Le cadavre du président chilien Salvador Allende est transporté hors du palais présidentiel après le coup d'État militaire du général Augusto Pinochet en 1973.

Photo : AP

De nombreux Américains avaient alors été classés comme MIA, portés disparus au combat, et non comme prisonniers de guerre ou prisonniers de guerre. Dans plusieurs cas, les familles n’ont reçu aucune autre information que celle du décès probable de leur conjoint. Désespérés, ils se tournent donc vers la Suède, « pays neutre ayant des relations diplomatiques avec le Vietnam ». En juin de la même année, Palme se rend aux États-Unis pour recevoir un doctorat honorifique. Le ministère des Affaires étrangères a alors demandé une réunion officieuse avec la Maison Blanche pour discuter des Américains emprisonnés. Nixon a refusé, mais le secrétaire d’État Rogers a accepté. Palme a ensuite rencontré une délégation d’une organisation de proches. Il a ensuite pu remettre une liste de 203 personnes disparues à l’ambassadeur du Vietnam à Stockholm. À la fin de l’année, le gouvernement avait reçu 5 000 lettres à ce sujet. Au total, la Suède a pu fournir des listes de 368 prisonniers restés au Vietnam d’août 1964 à novembre 1970.

Le travail réussi d’Olof Palme a été remarqué par Henry Kissinger, qui a informé Nixon, écrit Qureshi. Le président de l’association familiale a remercié le Premier ministre et l’ambassadeur Öberg, ainsi que SAS, pour leur aide irremplaçable. Le président Nixon a également remercié – mais pas la Suède mais son secrétaire d’État Rogers. À Noël 1972, Nixon commença à bombarder Hanoï et Haïphong. Palme a condamné les attentats et les a ajoutés à la liste d’autres atrocités historiques : Guernica, Oradour, Babij Jar, Katyn, Lidice, Sharpeville et Treblinka. Nixon a répondu en retirant son ambassadeur de Stockholm. Lubna Qureshi conclut son étude exceptionnellement approfondie par les mots suivants : « Un an après l’assassinat de Palme en 1986, son successeur Ingvar Carlsson rendit visite au président Ronald Reagan. Mais Palme n’a jamais reçu d’invitation au bâtiment gouvernemental après la fin de la guerre du Vietnam”.

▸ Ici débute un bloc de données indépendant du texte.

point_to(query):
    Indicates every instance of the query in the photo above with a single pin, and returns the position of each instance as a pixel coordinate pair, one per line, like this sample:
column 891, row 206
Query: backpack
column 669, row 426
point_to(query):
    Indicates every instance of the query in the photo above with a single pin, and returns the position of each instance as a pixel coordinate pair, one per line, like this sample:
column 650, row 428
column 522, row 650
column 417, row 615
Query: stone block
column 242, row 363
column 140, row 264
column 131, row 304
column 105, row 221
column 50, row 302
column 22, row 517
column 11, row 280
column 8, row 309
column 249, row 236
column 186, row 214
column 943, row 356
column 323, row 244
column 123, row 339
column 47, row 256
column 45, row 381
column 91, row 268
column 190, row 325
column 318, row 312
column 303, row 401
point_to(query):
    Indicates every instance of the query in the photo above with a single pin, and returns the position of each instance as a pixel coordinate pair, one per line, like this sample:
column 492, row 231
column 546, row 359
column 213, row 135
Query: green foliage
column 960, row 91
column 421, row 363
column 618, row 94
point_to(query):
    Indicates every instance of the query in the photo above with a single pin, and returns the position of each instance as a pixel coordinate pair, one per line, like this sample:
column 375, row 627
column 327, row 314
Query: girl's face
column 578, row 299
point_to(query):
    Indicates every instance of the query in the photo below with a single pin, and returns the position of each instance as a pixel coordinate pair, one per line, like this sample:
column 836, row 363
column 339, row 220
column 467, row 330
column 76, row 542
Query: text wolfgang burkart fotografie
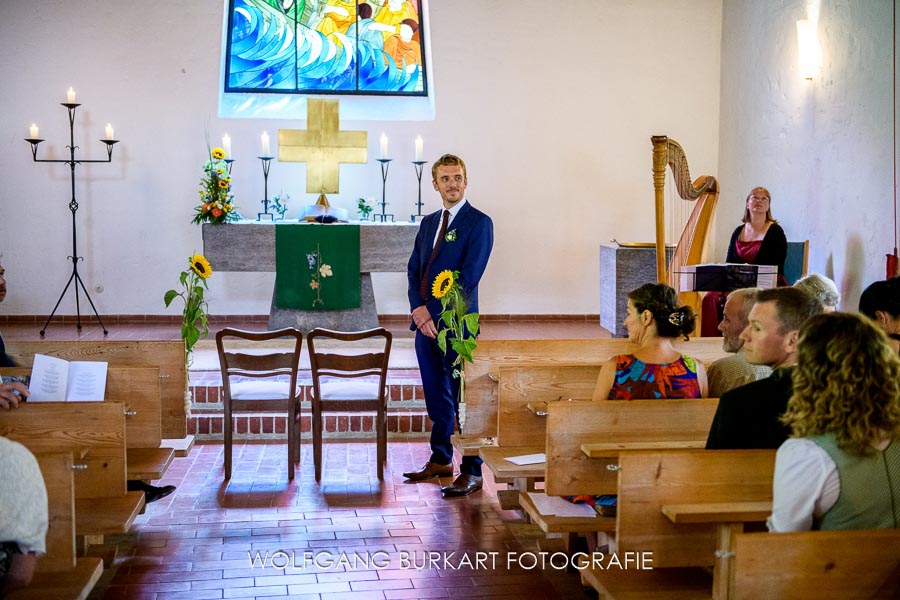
column 447, row 560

La visite d’Ingvar Carlsson était une visite d’État avec toutes les fastes, y compris la danse après le dîner à la Maison Blanche. Pendant le bal, j’ai croisé le couple du vice-président George H Bush et son épouse Barbara. Lors de l’accident, Bush a déclaré : « J’aurais aimé qu’Olof Palme fasse l’expérience de cela ». Concernant une éventuelle invitation de Palme, il convient également d’ajouter ce qui suit : lors d’une conversation dans les jours qui ont suivi l’assassinat de Palme, le responsable des affaires européennes à la Maison Blanche, Peter Sommer, a pu dire à Ulf Hjertonsson, alors ministre à la ambassade de Suède à Washington, que les collaborateurs du président avaient commencé à planifier une visite de Palme.

Pierre Schori est écrivain et a été ministre et ambassadeur à l’ONU. Son dernier livre est “Le bidonville prend sa revanche – le rêve d’une Amérique démocratique” (Ordfront).